Peregrine falcon (Falco peregrinus)

Pukaskwa National Park

Peregrine falcons are predatory birds renowned for their grace and speed in the air. They are blue-gray in color on the back, rump, and upper surface of the wings, as well as on the crown. The dark feathers on the head resemble a hood with chinstraps. The throat is white and the white underside is speckled with dark horizontal bars. Like other falcons, the peregrines have a tooth-like projection on the upper half of their sharp hooked bill.

Peregrines are famous for their aerial hunting techniques. They dive at their bird prey from great heights, attacking at speeds that can exceed 300 km/h. Prey are usually disabled or killed instantly in the air by a single blow from the clenched talons. Smaller birds may be snatched from the air, while larger birds may be allowed to tumble to the ground. Peregrines have special baffles in their nostrils, which allow them to breathe during their high-speed dives.

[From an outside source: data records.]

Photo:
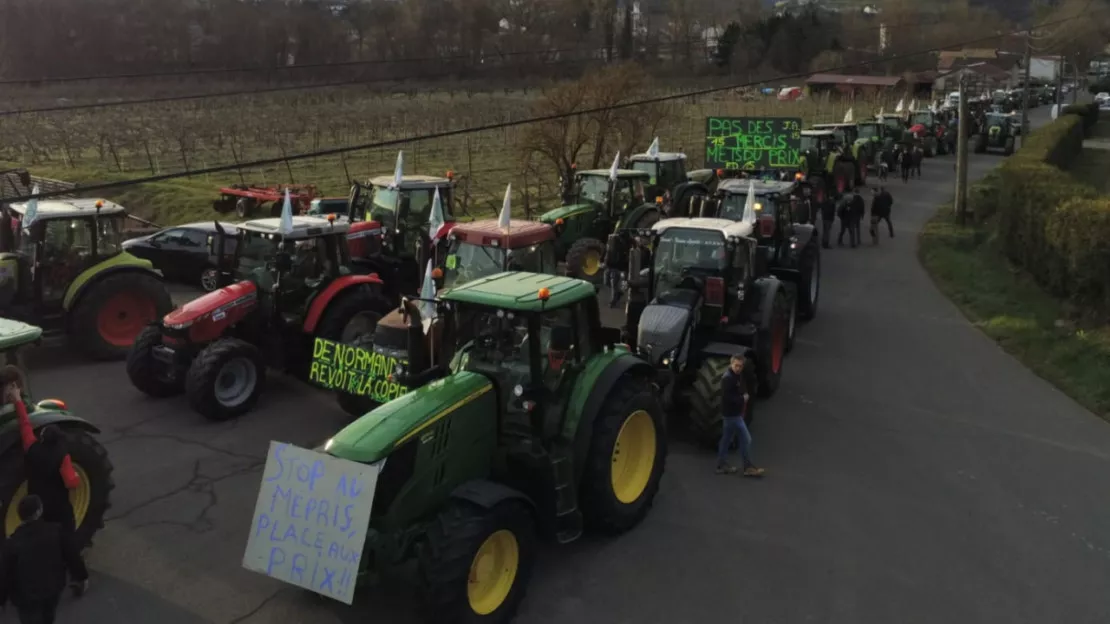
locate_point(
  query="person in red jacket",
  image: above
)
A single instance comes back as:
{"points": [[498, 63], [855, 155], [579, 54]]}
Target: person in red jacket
{"points": [[50, 473]]}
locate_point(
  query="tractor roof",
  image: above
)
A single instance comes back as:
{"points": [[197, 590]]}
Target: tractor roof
{"points": [[520, 291], [521, 233], [738, 187], [412, 182], [70, 209], [622, 173], [304, 227], [726, 227], [16, 333]]}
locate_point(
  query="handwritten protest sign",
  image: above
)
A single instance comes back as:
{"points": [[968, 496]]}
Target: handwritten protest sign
{"points": [[354, 370], [753, 142], [311, 519]]}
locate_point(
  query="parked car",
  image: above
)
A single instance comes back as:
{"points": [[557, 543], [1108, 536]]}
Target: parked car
{"points": [[182, 252]]}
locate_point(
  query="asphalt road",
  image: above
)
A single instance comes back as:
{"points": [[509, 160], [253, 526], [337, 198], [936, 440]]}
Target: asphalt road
{"points": [[916, 473]]}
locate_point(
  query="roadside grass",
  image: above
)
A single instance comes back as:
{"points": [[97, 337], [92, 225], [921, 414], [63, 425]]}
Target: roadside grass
{"points": [[1010, 308]]}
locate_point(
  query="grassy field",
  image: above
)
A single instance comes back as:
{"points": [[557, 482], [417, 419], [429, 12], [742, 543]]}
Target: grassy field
{"points": [[102, 144], [1010, 308]]}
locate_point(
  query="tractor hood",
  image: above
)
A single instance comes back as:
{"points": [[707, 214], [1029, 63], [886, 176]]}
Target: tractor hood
{"points": [[376, 434], [566, 212], [214, 302]]}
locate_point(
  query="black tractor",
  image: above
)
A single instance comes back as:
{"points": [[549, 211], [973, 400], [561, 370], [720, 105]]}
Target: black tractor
{"points": [[705, 295]]}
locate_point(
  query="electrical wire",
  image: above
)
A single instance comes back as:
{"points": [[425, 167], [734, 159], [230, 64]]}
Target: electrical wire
{"points": [[498, 126]]}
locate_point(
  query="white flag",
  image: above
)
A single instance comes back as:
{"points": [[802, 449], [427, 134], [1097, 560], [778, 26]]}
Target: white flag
{"points": [[286, 215], [31, 212], [435, 220], [506, 212], [399, 170], [749, 204]]}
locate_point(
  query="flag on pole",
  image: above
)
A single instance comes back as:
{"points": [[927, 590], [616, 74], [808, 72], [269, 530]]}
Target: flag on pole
{"points": [[31, 212], [399, 170], [749, 204], [435, 220], [506, 212], [286, 217]]}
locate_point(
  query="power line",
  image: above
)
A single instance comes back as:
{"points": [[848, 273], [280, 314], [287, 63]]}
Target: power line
{"points": [[498, 126], [353, 82]]}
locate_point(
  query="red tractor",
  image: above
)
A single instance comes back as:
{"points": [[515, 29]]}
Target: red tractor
{"points": [[290, 288]]}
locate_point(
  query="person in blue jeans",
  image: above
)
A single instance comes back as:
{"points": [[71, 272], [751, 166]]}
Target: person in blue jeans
{"points": [[734, 405]]}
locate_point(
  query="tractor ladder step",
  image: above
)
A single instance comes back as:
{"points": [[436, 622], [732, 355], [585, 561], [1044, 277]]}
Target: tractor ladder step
{"points": [[567, 515]]}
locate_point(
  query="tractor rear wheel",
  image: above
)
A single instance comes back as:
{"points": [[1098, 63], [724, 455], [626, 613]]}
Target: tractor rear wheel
{"points": [[772, 345], [143, 369], [809, 285], [584, 260], [477, 562], [109, 318], [627, 454], [90, 500], [225, 379]]}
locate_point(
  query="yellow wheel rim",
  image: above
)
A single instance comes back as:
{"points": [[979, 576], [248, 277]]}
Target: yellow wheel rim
{"points": [[80, 497], [592, 263], [493, 572], [633, 456]]}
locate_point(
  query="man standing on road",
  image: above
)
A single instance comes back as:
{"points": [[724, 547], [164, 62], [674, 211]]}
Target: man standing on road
{"points": [[734, 405], [36, 559]]}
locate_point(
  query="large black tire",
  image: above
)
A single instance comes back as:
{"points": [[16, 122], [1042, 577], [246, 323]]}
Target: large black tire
{"points": [[112, 312], [447, 562], [809, 284], [142, 368], [611, 507], [214, 366], [91, 461], [585, 260], [772, 346]]}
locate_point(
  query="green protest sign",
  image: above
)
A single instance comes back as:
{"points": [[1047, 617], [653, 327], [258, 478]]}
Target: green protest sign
{"points": [[353, 370], [753, 142]]}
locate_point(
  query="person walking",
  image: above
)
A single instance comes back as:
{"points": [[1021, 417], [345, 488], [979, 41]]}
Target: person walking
{"points": [[36, 560], [50, 473], [734, 405], [880, 211]]}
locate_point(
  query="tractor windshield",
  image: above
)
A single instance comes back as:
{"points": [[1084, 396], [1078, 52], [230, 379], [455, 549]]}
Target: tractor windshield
{"points": [[685, 252]]}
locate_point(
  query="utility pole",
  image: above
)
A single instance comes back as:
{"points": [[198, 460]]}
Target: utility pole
{"points": [[961, 154], [1025, 86]]}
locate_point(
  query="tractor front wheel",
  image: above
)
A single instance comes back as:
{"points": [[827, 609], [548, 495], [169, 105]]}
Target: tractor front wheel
{"points": [[109, 318], [90, 500], [225, 379], [584, 260], [477, 562], [627, 455], [143, 369]]}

Peregrine falcon status in Pukaskwa

Beginning in the late 1940s, peregrine falcon suffered a rapid decline through much of its range, largely as a result of the widespread use of the pesticide DDT. By the 1960s, they were no longer found in Ontario. From 1989 to 1996, captive bred birds were re-introduced to the north shore of Lake Superior. Pukaskwa National Park first noticed a return of peregrine falcons in 1998, when one adult was observed. Breeding was first confirmed in 2000 and, since then, breeding has been observed every year. Ecologists now believe the population is small but steadily increasing.